[My views are my own, not my employer's. Thanks to Michael Dickens for reviewing this post prior to publication.]
[More discussion here]
Summary
Spreading ethical offsetting is antithetical to EA values because it encourages people to focus on negating harm they personally cause rather than doing as much good as possible. Also, the most favored reference class for the offsets is rather vague and arbitrary.
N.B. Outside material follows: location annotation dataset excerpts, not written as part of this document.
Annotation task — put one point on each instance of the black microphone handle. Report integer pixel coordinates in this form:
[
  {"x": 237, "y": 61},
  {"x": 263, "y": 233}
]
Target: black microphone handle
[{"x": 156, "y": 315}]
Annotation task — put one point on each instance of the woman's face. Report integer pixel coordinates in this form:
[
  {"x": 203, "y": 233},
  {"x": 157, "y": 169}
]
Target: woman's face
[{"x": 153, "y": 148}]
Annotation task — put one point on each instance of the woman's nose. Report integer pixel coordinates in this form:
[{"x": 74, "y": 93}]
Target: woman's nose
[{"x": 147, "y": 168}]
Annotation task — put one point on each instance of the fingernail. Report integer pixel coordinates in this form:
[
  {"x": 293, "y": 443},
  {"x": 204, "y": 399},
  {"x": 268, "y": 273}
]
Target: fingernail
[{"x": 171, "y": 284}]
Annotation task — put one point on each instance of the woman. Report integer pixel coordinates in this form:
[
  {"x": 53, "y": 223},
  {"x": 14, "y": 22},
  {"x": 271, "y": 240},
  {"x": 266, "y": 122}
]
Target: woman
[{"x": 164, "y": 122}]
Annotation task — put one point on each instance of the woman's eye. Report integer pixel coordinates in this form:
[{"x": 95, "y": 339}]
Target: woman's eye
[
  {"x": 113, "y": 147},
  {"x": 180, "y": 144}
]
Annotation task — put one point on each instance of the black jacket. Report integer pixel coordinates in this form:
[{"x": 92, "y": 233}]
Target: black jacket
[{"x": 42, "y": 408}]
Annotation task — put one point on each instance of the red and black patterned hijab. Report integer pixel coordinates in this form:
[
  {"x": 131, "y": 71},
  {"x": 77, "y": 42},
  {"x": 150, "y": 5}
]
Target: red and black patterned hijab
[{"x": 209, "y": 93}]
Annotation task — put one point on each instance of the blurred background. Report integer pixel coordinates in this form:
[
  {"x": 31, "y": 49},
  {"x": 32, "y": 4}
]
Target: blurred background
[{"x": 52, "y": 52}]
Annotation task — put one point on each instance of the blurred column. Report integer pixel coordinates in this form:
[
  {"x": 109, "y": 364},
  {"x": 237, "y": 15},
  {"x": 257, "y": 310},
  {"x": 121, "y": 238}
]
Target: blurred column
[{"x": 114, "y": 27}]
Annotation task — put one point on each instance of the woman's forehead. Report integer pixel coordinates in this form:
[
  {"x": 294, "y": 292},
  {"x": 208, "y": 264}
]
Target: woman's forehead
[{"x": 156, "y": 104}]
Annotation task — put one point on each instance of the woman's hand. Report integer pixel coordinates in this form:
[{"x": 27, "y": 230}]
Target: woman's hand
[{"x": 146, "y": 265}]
There are a few positive aspects of using ethical offsets, and situations in which advocating ethical offsets may be effective.
Definition
Ethical offsetting is the practice of undoing harms caused by one's activities through donations or other acts of altruism. Examples of ethical offsetting include purchasing carbon offsets to make up for one’s carbon emissions and donating to animal charities to offset animal product consumption. More explanation and examples are available in this article.
Against offsetting
I think ethical offsetting is antithetical to EA values, and have three main objections to it.
1) In practice, people doing ethical offsetting use vague and arbitrary reference classes.
2) It's not the most effectively altruistic thing to do.
3) It spreads suboptimal and non-consequentialist memes/norms about doing good.
1) The reference class people pick for ethical offsets is arbitrary.
For example, let's say I cause some harm by buying milk that came from a cow that was treated poorly, and I want to negate the harm. I have a bunch of options.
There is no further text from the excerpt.